A trip down Leisure Wheels lane

If memory serves me right…

 

Contributing Deputy Editor, Danie Botha, takes a trip down Leisure Wheels memory lane – 100 issues is a lifetime!

 

I’ve been lucky enough to have been involved with Leisure Wheels since the first issue, 14 years ago. The magazine is dear to me for a variety of reasons, and I’m privileged to be still involved today.
We’ve had countless adventures over the years. From washing a car in a river in minus very-too-much temperatures, taking turns to defreeze our hands in front of the car’s air vents while the other person did the washing, to being hijacked in Mozambique. From getting horribly stuck on the Makgadikgadi pans to experiencing the splendour of the Namib Desert.
Yep, it’s been an amazing, 100-issue ride! There are many memories – but here are a few from the early days.
It was 1998. We took a new Isuzu Trooper to Mpumalanga and the historical Botshabelo settlement, near Middelburg. This shoot was memorable for two reasons.
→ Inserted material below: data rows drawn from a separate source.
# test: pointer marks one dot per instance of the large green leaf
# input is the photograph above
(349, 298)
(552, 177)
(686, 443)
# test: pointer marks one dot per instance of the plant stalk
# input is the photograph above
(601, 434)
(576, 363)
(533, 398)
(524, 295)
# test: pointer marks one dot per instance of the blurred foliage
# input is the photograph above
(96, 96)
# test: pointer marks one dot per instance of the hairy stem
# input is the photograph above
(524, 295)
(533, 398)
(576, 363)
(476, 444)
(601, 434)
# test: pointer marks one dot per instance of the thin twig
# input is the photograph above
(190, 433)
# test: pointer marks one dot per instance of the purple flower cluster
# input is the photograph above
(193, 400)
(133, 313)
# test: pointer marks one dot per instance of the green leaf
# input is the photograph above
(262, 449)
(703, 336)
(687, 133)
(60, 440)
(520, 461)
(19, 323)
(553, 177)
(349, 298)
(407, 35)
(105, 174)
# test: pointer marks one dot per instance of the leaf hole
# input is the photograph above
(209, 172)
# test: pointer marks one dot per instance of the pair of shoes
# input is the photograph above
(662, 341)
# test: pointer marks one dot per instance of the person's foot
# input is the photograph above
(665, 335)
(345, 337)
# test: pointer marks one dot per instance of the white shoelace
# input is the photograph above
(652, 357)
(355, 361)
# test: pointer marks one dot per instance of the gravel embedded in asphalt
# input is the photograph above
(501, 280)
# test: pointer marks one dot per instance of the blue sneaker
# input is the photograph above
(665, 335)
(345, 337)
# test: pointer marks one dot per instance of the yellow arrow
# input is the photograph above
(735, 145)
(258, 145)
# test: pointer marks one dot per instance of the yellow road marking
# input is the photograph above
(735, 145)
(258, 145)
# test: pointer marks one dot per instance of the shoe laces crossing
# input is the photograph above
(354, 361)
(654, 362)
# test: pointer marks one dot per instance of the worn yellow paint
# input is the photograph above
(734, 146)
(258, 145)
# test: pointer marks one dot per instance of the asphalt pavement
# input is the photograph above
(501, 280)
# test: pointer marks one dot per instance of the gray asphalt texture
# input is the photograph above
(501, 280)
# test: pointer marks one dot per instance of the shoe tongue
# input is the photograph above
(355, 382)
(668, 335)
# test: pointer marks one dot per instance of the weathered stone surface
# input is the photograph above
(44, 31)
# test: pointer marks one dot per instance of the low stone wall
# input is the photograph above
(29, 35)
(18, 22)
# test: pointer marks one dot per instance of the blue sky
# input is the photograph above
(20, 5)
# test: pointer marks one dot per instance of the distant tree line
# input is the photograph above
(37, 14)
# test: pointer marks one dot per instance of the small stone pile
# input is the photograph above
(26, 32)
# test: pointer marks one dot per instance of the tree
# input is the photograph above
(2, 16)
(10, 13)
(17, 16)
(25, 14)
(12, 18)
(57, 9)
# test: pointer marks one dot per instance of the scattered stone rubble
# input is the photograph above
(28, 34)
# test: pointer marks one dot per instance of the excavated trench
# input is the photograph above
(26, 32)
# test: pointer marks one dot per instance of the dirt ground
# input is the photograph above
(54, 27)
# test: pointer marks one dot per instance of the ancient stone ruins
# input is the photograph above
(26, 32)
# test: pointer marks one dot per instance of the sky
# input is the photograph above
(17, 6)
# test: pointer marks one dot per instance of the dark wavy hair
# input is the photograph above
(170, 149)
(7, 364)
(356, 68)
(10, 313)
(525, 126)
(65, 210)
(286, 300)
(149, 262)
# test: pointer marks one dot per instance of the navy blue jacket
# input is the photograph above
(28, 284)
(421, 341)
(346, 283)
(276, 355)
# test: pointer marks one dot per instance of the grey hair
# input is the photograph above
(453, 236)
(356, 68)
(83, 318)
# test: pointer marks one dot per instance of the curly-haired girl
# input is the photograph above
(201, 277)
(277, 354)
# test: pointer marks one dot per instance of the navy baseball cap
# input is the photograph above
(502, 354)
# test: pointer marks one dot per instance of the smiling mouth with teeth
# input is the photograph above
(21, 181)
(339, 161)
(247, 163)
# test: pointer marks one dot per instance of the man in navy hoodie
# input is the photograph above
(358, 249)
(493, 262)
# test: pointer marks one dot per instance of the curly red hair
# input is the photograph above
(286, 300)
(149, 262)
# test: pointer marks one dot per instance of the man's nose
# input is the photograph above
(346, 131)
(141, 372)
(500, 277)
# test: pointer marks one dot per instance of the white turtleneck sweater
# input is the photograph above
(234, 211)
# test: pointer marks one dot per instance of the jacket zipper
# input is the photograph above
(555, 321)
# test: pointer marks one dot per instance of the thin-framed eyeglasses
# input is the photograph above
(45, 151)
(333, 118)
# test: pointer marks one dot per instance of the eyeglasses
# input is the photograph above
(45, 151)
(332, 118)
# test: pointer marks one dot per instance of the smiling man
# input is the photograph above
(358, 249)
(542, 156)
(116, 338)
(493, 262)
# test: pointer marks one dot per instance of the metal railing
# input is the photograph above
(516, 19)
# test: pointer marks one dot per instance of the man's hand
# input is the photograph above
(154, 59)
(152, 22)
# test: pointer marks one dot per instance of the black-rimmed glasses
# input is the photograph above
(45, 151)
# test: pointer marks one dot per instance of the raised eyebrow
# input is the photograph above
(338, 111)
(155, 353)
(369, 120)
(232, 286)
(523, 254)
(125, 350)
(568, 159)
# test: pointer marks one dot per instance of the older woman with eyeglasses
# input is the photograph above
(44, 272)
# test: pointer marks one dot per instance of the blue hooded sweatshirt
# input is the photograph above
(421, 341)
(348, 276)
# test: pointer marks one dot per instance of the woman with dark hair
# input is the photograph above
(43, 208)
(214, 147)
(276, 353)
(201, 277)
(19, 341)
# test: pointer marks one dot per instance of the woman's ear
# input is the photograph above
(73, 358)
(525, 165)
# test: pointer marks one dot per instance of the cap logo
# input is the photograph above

Firstly, Jannie Herbst asked me to bring along a pretty girl for the photos. I invited a friend of a friend along. This friend and I eventually got married in 2001. And we still are married, with two kids in tow.
Then there were the stuffed birds, which we got from the Transvaal Museum in Pretoria. These birds came “alive” in Jannie’s cleverly worked out photographs. One particular photo featured an owl swooping down on a poor, unsuspecting field mouse, perched perfectly in the Isuzu’s headlights.
Many people asked how we managed to get this once-in-a-lifetime picture. With great drama, I told them that I had firstly set forth and caught the field mouse. Then we set up an ambush in an area where we knew an old owl was lurking. I delicately tied a string to the mouse’s rear leg, and positioned it in front of the Isuzu.
And so we waited. Hours went by. Our models smiled, locked in position. The mouse was handled brilliantly by the “mouseketeer” (me). And then the owl came, at 2:16am the next morning! Jannie was ready with his camera and… snap, snap! The perfect photograph was taken.
Okay, so I did own up that the mouse and the owl were of the stuffed variety, but it was fun while the ruse lasted!
We used to take a lot of photographs at a 4×4 track in Midrand. Although we had a few close calls at a rather intimidating water crossing at this track (please note, a Kia Sportage can actually float!), one particular photograph landed us in, well… hot water.
Nissan SA had just launched the Terrano 4×4, and we took it to this track for action photos. But action photos are action photos – we were looking for something special. Something… wow! That’s when we decided to see if we could get all four wheels in the air, for a spectacular shot.
We located the perfect launch site, and I lined up the Nissan. My first attempt yielded only one wheel off the ground.
So I attacked the launch “pad” again, with more vigour… and that Nissan flew! The photo was indeed spectacular!

 

When the folks at Nissan SA saw the picture they were not particularly pleased. In fact, they were rather cheesed off because they had finally figured out why that Terrano’s wheel alignment was messed up. Sorry guys!
Another memory concerns a Toyota RAV4 and the Tiffendell Ski resort. We took the RAV and two lovely models there to photograph the Toyota in the snow. Unfortunately, there was just a tiny bit of snow at the very top of the Drakensberg peaks. We had to get to that snow. So clearly I had to drive this two-litre softroader with an automatic gearbox up the side of a very steep mountain. Errr… right.
Thanks to the combination of high altitude and the auto gearbox, the little RAV4 wasn’t particularly keen on this exercise. At one stage I had to go down a slope a bit (at a very hairy angle) to build up speed, and then turn up the slope (at a very hairy angle) and keep the accelerator planted. This was rather stressful.
The RAV4 would eventually just run out of steam, coming to a stop at a 50 degree angle, facing upwards, with the engine aimlessly revving at around 4000 r/min.
After several attempts had yielded exactly the same result, we moved on to plan B. This entailed recruiting Tiffendell’s big tractor. We used a chain to connect the tractor, which was stationed at the top of this mountain, to the RAV4. I was behind the Toyota’s steering wheel as the tractor dragged it up the slope, and all the way to the snow!
In theory, this was just grand. In reality, the only thing that prevented the RAV4 from hurtling down that mountain and being utterly destroyed was the chain!
In the end we got the photo and Jannie even added some more snow back at the office, and some Swiss Alps for the background, just for the atmosphere, you understand.